税務関連情報 - 2009年05月01日

 政府は4月27日、経済危機対策関連法案として「租税特別措置法の一部を改正する法律案」を臨時閣議で決定し、国会に提出した。同法案には、(1)住宅取得のための時限的な贈与税の軽減、(2)中小企業の交際費の損金算入特例の拡充、(3)研究開発税制(試験研究費の総額に係る税額控除制度等)の時限的拡充、といった税制面から需要不足に対処する景気浮揚策が盛り込まれている。

 住宅取得のための時限的な贈与税の軽減としては、今年1月1日から来年12月31日までの2年間に限定して、実父母や実祖父母などの直系尊属から居住用家屋の取得等に充てるために金銭の贈与を受けた場合には、その期間を通じて500万円まで贈与税を非課税とする制度を創設する。この特例は、暦年課税(非課税枠:年110万円)または相続時精算課税(同:住宅の場合3500万円)の従来の非課税枠と併用できる。

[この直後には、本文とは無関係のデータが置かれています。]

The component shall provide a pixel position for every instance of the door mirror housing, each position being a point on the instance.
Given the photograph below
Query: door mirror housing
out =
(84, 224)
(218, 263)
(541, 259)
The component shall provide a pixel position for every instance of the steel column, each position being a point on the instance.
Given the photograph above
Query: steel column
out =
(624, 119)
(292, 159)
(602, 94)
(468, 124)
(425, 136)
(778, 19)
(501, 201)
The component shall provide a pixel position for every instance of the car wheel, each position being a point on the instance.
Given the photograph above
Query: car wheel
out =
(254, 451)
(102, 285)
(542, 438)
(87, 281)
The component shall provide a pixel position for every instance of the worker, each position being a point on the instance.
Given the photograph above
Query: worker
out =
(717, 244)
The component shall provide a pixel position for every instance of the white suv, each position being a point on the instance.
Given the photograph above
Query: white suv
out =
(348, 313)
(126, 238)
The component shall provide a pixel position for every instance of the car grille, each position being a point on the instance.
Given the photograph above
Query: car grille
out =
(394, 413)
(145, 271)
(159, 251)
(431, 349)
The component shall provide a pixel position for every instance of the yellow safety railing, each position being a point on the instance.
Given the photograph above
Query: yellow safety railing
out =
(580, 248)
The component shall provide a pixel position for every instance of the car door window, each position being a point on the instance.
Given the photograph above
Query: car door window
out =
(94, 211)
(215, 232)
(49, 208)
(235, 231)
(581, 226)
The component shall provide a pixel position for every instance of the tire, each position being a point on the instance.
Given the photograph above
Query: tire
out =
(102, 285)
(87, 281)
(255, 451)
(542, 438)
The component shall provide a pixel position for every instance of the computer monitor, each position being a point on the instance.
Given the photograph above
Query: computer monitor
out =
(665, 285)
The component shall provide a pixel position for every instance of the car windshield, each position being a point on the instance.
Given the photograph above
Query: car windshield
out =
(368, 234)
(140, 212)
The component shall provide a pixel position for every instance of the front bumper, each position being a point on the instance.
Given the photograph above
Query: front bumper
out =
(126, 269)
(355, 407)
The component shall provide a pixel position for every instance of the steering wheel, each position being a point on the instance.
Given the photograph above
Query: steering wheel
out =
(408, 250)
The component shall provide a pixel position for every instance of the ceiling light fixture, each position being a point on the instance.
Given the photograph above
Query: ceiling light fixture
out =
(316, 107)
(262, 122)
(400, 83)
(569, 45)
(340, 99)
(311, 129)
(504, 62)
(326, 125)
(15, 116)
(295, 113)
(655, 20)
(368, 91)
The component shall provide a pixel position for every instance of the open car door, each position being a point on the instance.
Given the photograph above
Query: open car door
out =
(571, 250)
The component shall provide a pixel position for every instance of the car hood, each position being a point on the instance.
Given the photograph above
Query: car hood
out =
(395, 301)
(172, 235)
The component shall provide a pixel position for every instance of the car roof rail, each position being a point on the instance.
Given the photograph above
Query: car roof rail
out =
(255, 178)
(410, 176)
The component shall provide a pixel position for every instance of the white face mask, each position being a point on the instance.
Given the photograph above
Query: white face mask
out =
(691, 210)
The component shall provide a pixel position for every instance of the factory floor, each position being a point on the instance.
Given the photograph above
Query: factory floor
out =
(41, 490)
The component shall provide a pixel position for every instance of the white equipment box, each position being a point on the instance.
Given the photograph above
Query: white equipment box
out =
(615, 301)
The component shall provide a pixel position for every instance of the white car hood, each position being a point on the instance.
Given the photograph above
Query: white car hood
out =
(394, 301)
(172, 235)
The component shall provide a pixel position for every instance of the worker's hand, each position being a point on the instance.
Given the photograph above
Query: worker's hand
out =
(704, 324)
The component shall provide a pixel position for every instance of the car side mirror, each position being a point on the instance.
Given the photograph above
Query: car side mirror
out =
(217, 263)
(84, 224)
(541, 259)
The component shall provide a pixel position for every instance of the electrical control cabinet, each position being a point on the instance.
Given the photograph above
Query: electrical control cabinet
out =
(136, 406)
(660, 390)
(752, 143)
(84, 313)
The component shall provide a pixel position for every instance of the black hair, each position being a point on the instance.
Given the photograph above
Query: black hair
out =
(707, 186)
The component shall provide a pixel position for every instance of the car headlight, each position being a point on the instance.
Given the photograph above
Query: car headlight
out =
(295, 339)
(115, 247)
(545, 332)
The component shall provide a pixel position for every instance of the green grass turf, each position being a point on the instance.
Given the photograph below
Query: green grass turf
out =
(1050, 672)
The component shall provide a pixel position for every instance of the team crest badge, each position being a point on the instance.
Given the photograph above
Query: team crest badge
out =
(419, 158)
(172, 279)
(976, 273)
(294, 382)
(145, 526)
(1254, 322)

 中小企業の交際費の損金算入特例の拡充については、資本金1億円以下の法人の交際費に係る定額控除限度額が、現行の400万円から「600万円」に引き上げられる。中小法人は現在、交際費額のうち、定額控除限度額に達するまでの90%部分が損金算入できるので、改正後は最大540万円まで損金算入が可能となる。この改正は、今年4月1日以後に終了する事業年度分の法人税から適用される。

 研究開発税制の拡充策としては、2009年度・2010年度において税額控除できる限度額が、当期の法人税額の20%から「30%」に引き上げられるとともに、税額控除限度額を超過した額の繰越期間が、1年から最長「3年」(2012年度まで)に延長される。この結果、2009年度・2010年度に発生した税額控除限度額を超過した額を、2011年度・2012年度に活用する場合、同両年度の税額控除限度額が「30%」となる。

 いうまでもなく、これらの税制措置の適用は法案の成立が前提となる。政府・与党としては、この税制関連法案の今国会での成立を目指し、本格審議を5月の連休明けから行いたい考えだが、野党の審議拒否等も考えられることから、今国会の会期である6月3日までの成立は難しい状況にある。会期の大幅延長の可能性も高いとみられており、今後の国会での審議が注目されるところだ。